Quem chegava ao local e não possuía a identificação era encaminhado ao setor de cadastramento. A fila só chegou ao fim por volta dos 37 minutos do primeiro tempo.

Em entrevista a Rádio Transamérica, os torcedores relataram o caso e demonstraram indignação.

“Chegando lá não deixaram entrar porque meu afilhado é menor de idade, aí tivemos que vir para cá”, disse um deles.

“Uma bagunça no estádio, uma bagunça da diretoria. O que eles estão fazendo com o torcedor é uma vergonha, torcedor não é palhaço”, reclamou outro.

 

Biometria

O Atlético foi o primeiro clube paranaense a implantar o sistema. O reconhecimento biométrico já funcionava no setor das torcidas organizadas, agora todos os torcedores que acessarem a Arena precisarão passar pelo processo de identificação.

A torcida alviverde também teve que fazer o cadastramento. As compras dos bilhetes aconteceram exclusivamente pela internet.

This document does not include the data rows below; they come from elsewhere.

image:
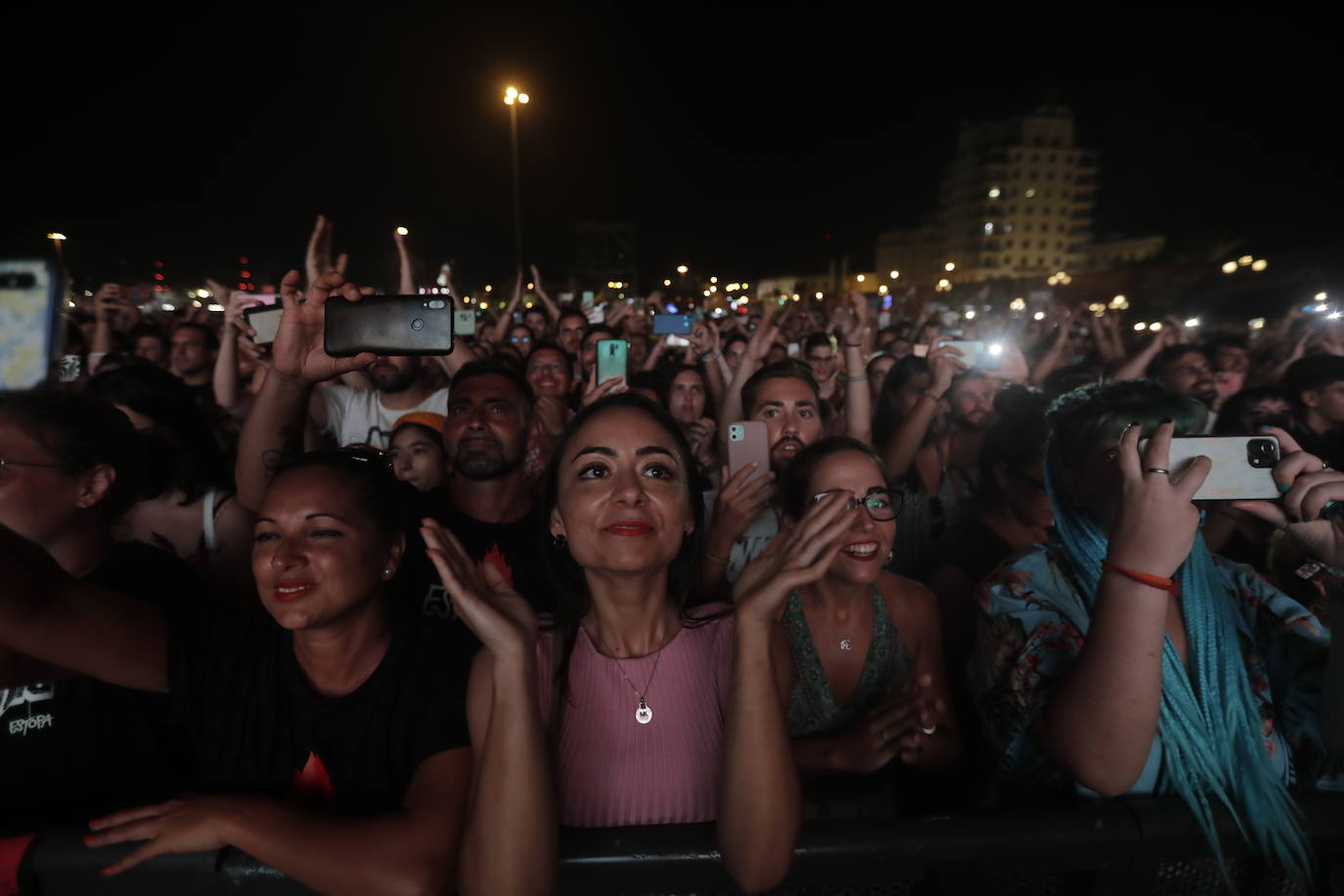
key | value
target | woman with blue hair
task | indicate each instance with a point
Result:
(1125, 658)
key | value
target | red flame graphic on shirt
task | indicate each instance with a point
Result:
(496, 557)
(312, 784)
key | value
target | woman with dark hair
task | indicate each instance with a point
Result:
(70, 467)
(870, 684)
(417, 450)
(647, 709)
(281, 702)
(687, 399)
(197, 516)
(1125, 658)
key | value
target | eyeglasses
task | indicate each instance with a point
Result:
(880, 504)
(7, 463)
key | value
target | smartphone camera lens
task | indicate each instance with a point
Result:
(1262, 453)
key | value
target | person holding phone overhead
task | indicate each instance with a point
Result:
(1102, 657)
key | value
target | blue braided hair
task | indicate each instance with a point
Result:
(1208, 723)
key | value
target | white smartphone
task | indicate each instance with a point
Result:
(977, 356)
(1242, 465)
(265, 320)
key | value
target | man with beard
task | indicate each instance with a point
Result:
(744, 517)
(366, 417)
(487, 500)
(1187, 371)
(953, 457)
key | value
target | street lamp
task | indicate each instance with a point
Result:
(56, 241)
(513, 98)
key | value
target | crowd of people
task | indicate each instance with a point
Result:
(388, 622)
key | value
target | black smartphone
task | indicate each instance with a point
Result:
(388, 326)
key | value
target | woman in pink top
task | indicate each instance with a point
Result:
(647, 712)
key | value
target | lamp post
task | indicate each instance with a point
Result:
(513, 98)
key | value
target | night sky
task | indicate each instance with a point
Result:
(737, 141)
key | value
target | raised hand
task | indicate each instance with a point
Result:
(319, 258)
(489, 606)
(298, 349)
(1314, 496)
(1156, 524)
(794, 558)
(944, 364)
(740, 503)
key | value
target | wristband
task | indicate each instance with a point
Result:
(1171, 586)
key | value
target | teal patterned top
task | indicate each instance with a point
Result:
(812, 707)
(1034, 621)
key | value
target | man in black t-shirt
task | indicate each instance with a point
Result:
(487, 500)
(77, 748)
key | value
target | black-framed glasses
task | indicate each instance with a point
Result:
(7, 463)
(880, 504)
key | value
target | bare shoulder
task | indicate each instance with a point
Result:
(912, 605)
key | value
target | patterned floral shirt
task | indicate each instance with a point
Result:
(1031, 629)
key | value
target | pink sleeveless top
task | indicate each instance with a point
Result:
(613, 771)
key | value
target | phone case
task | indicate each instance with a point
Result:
(610, 359)
(671, 324)
(749, 441)
(388, 326)
(265, 320)
(31, 299)
(1232, 475)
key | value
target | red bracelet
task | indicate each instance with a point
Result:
(1142, 578)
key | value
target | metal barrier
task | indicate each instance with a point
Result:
(1133, 848)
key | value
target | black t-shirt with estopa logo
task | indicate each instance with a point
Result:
(78, 748)
(261, 729)
(515, 548)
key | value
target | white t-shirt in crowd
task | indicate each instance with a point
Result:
(751, 543)
(358, 417)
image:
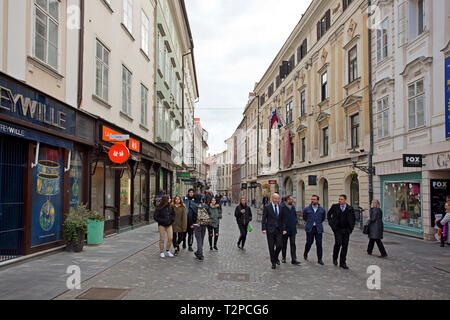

No momento em que o torcedor adquiriu o ticket ele passou seus dados e o sistema, integrado em tempo real com a Celepar (Base de Dados do Estado do Paraná), informou se ele já possuía biometria.

O torcedor não identificado biometricamente precisou emitir um voucher e se dirigir até a Arena da Baixada para fazer o cadastramento.

Polêmica

A adesão ao convênio criou uma polêmica pela perda do direito dos sócios emprestarem seus cartões quando não puderem comparecer aos jogos. Antes da biometria, o proprietário do “smart card” tinha a possibilidade de ceder o cartão dele para outra pessoa, com a biometria isso não ocorre com facilidade.

Nas redes sociais, alguns sócios anunciaram o desligamento do clube, após a impossibilidade de compartilhar o cartão.

Todas as cadeiras que são de associados devem ter um beneficiário exclusivo. Na prática, o torcedor que tem mais de uma cadeira no mesmo nome, teve que cadastrar outro usuário para utilização dos demais lugares e, assim, só esta outra pessoa pode usufruir da cadeira.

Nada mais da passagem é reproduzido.